Bir anne olarak, son onbeş yılımı bu görünmez duvarları yıkmak için harcadım.
Bir birey olarak, hakkım olanı istemeye kalktığımda hep “sabret” denildi. Sizi anlıyoruz, çok haklısınız, çok doğru söylüyorsunuz. Ama sonuç değişmedi.
Bir yurttaş olarak, bu ülkenin bir parçası olmaya çalıştıkça, kapılar yüzüme kapandı.
Bu ülke gençleri için kota koyuyor, kadınları siyasete davet ediyor, bazı toplumsal gruplara hatta farklı partilerden geçenlere bile popülerlik adına hemen yer açılıyor.
Parti programlarında “eşitlik” yazıyor. Kongre kürsülerinde “temsilde adalet” deniyor.
Ama iş kadrolara, kotalara, temsiliyet mekanizmalarına gelince engelliler yok.
POLİTİK SAĞLAMCILIK ENGELLİLERE GEÇİT VERMİYOR
Engelliler sadece bir “sosyal yardım nesnesi” değil.
Onlar bu toplumun, bu ülkenin özgür bireyleri.
Ve temsil hakkı istiyorlar. Karar alma mekanizmalarında yer almak, seslerini duyurmak, kendilerini savunmak istiyorlar.

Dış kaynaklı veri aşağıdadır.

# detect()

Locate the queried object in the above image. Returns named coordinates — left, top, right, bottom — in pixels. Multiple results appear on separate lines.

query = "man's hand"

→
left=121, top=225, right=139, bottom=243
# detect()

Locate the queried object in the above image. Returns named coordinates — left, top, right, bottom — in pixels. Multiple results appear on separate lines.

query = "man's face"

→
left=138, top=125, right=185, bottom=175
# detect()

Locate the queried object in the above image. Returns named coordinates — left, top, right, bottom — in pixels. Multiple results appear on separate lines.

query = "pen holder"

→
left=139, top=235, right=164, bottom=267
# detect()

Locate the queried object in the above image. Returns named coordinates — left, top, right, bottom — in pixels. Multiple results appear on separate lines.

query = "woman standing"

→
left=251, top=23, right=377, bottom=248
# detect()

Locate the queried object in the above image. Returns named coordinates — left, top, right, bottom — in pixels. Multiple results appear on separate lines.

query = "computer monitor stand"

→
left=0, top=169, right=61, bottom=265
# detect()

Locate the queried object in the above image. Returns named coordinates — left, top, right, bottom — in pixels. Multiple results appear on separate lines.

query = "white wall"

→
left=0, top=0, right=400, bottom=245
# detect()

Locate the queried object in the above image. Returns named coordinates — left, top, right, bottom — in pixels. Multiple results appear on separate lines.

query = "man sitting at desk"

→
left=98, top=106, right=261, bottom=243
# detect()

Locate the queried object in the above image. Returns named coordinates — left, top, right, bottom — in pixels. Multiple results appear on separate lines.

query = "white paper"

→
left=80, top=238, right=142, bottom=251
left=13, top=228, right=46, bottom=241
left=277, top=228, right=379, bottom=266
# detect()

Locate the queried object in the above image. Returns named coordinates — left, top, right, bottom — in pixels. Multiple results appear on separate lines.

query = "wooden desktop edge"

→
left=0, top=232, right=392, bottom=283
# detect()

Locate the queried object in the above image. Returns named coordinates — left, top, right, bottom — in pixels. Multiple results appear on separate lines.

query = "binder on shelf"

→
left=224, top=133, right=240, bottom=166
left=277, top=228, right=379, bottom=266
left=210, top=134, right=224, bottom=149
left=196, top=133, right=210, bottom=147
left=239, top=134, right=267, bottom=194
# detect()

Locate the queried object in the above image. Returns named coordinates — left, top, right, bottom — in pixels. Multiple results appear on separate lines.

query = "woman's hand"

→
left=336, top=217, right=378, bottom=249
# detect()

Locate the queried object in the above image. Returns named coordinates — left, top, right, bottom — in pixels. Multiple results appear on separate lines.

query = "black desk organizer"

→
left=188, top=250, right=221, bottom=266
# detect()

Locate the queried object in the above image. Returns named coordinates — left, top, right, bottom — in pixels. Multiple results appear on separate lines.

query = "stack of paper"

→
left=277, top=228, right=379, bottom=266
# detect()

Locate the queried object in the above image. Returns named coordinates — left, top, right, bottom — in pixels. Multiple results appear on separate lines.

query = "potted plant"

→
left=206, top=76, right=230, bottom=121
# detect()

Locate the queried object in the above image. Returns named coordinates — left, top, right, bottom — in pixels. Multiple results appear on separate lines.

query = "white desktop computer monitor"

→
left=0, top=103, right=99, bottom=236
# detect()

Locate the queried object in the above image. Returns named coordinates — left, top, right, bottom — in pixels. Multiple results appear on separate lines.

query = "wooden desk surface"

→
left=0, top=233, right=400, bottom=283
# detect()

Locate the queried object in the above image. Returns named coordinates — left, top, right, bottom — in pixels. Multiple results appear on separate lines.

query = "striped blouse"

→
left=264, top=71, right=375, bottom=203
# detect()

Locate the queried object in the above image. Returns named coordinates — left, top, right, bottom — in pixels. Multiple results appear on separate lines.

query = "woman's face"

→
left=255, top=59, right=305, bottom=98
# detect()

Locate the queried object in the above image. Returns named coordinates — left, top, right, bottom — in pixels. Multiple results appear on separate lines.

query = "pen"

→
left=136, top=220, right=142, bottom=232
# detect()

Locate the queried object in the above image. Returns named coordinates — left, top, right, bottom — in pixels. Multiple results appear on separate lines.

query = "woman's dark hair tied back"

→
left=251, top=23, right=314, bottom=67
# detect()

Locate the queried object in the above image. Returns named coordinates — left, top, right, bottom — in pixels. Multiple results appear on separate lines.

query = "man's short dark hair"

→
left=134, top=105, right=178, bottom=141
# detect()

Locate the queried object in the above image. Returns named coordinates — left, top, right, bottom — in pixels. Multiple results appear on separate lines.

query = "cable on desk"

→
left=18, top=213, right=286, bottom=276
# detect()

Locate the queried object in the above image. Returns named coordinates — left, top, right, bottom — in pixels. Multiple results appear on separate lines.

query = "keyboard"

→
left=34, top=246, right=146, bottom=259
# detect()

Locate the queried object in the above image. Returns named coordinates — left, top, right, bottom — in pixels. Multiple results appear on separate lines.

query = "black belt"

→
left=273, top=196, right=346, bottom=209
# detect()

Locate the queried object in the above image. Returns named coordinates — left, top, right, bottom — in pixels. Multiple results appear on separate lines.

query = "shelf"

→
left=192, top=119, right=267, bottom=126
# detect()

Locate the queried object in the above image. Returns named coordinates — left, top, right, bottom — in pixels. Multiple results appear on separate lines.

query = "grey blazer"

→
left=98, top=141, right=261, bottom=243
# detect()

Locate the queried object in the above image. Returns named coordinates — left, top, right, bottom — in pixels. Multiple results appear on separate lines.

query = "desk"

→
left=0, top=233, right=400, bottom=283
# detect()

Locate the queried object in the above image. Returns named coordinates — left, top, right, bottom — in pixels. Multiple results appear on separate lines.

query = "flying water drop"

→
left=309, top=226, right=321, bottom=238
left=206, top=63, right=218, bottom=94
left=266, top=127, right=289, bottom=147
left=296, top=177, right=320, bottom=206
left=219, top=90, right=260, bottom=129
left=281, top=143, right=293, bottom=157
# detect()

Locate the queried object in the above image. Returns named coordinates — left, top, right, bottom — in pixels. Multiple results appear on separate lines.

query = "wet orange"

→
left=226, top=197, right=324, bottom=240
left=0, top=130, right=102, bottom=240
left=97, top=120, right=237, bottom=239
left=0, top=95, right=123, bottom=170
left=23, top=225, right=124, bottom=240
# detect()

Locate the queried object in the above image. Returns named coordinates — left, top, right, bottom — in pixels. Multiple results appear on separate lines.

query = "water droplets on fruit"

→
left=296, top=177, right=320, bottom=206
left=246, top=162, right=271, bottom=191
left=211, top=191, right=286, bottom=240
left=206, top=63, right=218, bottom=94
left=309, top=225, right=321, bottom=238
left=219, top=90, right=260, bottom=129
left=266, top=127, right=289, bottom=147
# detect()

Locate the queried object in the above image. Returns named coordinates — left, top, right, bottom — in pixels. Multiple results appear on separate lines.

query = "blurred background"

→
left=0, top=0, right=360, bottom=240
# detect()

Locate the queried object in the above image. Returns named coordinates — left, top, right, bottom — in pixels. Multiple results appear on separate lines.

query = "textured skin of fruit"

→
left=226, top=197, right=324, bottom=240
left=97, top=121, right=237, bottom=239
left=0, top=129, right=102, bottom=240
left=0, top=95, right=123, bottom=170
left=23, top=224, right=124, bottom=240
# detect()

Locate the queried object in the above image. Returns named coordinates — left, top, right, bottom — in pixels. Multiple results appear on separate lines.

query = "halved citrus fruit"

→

Bu toplumun yüzde 12’si engelli bireylerden oluşuyor. Aileleriyle beraber bir parti kursalar iktidara aday olacak kadar kalabalık bir grup.
Onlar sadece “yardım edilen” değil, hak sahibi, eşit yurttaşlar. Ancak siyasi aktörler engelli temsiline yaklaşırken hâlâ “lütuf” duygusuyla hareket ediyor. Politik sağlamcılık sözlerde değil ama eylemlerde açıkça görülüyor. Sözde eşit yurttaş denilen engelliler karar mekanizmalarında yer bulamıyor.
Sağlamcılık, sadece bireyler arası ilişkilerde değil; artık doğrudan politika alanını da sarmış, zehirli bir sarmaşık gibi.
Siyasetten uzak tutuldukça sesimiz duyulmuyor.
Mecliste olmadıkça politikalar bizi kapsamıyor.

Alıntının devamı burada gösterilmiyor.